L’Ong évoque « plusieurs morts impossibles à dénombrer » et accuse le régime d’avoir encerclé la résidence de l’opposant Issa Tchiroma Bakary, qui revendique toujours la victoire. Des poursuites judiciaires ont été ouvertes contre lui pour « plan insurrectionnel ».
Survie rappelle que le Conseil constitutionnel, composé de proches du parti au pouvoir (le Rdpc), a rejeté tous les recours en contestation du scrutin. L’association dénonce également la responsabilité de la France, accusée d’entretenir une coopération militaire et sécuritaire opaque avec les autorités camerounaises. Elle cite notamment la visite en juin 2025 du général français Hubert Bonneau à Yaoundé et les échanges réguliers entre les deux pays à la veille du scrutin.
« Ces signaux traduisent un blanc-seing donné à la répression en préparation », estime Survie, qui y voit la volonté de Paris de préserver ses intérêts économiques et son influence dans un Cameroun au bord de la succession politique.

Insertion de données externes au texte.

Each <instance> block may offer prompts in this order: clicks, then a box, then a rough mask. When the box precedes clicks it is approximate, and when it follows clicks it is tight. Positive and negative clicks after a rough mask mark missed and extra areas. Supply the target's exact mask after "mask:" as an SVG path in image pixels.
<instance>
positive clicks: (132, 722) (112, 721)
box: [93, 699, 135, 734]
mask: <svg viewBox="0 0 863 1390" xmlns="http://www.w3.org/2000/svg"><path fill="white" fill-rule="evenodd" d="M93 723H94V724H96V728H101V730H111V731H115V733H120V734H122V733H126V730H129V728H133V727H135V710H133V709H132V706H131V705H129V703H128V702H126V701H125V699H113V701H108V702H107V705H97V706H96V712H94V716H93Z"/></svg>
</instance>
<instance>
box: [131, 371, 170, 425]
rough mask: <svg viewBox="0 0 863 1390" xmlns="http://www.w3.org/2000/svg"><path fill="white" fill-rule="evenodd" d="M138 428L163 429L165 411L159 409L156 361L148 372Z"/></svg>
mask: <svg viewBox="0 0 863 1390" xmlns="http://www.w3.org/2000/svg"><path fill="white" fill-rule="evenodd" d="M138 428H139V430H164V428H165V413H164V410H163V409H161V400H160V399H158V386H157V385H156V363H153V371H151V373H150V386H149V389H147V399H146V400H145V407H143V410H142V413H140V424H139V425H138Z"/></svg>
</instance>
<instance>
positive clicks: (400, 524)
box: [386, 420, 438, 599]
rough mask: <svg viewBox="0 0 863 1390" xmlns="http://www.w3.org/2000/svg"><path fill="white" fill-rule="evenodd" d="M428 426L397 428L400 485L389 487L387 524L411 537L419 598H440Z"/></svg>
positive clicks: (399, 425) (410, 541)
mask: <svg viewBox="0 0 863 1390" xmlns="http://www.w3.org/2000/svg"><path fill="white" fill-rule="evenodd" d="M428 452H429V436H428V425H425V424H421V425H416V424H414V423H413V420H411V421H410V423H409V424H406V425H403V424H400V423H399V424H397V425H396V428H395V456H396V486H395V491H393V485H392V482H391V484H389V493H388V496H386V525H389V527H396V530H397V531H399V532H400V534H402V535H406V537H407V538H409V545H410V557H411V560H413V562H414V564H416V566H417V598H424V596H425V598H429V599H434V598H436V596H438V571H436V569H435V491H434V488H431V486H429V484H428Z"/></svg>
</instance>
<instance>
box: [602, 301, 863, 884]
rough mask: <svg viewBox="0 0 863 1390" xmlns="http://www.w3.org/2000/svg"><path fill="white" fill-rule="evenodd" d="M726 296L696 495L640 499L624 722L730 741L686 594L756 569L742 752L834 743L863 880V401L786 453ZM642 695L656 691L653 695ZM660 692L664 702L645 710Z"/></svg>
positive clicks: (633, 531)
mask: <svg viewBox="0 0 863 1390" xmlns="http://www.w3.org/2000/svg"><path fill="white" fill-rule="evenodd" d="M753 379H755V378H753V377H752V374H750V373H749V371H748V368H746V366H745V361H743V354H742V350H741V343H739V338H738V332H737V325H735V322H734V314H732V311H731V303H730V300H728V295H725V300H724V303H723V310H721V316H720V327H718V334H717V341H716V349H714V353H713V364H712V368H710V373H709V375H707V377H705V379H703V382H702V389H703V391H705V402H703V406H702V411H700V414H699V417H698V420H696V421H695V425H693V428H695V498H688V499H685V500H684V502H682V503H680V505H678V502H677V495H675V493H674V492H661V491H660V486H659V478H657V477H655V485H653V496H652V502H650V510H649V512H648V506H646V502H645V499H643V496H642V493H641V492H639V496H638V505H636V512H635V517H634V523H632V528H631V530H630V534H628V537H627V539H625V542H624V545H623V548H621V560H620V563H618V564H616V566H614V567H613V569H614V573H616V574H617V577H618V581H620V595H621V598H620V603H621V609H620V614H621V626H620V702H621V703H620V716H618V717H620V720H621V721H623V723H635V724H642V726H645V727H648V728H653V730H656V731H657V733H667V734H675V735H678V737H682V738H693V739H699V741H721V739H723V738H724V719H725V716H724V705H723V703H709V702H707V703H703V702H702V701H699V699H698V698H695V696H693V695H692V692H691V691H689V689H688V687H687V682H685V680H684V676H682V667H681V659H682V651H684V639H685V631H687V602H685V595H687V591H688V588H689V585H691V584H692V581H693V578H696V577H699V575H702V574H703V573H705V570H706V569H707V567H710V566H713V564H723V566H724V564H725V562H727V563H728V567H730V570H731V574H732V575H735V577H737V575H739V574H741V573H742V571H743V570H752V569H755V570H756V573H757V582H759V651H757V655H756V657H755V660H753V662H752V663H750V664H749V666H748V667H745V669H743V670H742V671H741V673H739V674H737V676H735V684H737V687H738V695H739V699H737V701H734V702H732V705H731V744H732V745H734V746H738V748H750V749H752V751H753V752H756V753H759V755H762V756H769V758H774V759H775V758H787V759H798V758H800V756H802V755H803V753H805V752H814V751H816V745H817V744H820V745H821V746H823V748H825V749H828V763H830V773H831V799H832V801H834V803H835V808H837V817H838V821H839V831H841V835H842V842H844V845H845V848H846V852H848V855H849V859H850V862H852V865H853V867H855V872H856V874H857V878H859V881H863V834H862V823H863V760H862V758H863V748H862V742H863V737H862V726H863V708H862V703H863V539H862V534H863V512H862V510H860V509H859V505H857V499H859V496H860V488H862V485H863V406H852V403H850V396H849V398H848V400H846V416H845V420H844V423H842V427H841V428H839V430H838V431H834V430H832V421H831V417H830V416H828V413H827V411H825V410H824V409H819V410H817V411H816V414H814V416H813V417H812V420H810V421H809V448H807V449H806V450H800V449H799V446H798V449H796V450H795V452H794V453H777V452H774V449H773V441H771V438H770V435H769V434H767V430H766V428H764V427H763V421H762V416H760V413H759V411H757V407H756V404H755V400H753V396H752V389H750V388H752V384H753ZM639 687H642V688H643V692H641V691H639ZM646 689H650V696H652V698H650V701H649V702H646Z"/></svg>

L’organisation appelle la France à « mettre fin immédiatement à toute coopération militaire avec les forces de répression du régime Biya », à geler les avoirs et interdire de séjour en France les personnalités impliquées dans la fraude électorale, et à « ouvrir un processus de justice et de réparation pour les crimes coloniaux et néocoloniaux commis au Cameroun ».
Paul Biya, 92 ans, a été déclaré réélu à l’issue de l’élection présidentielle du 12 octobre 2025. Son principal rival, Issa Tchiroma Bakary, conteste les résultats et appelle à la mobilisation populaire. Depuis, plusieurs villes camerounaises sont le théâtre de violentes répressions policières.
La France, tout en affirmant « prendre note » de la proclamation officielle, s’est abstenue de féliciter le président camerounais. Toutefois, elle maintient une coopération militaire ancienne avec Yaoundé, héritée de la période postcoloniale, que Survie et d’autres Ong qualifient de « pilier de la Françafrique ».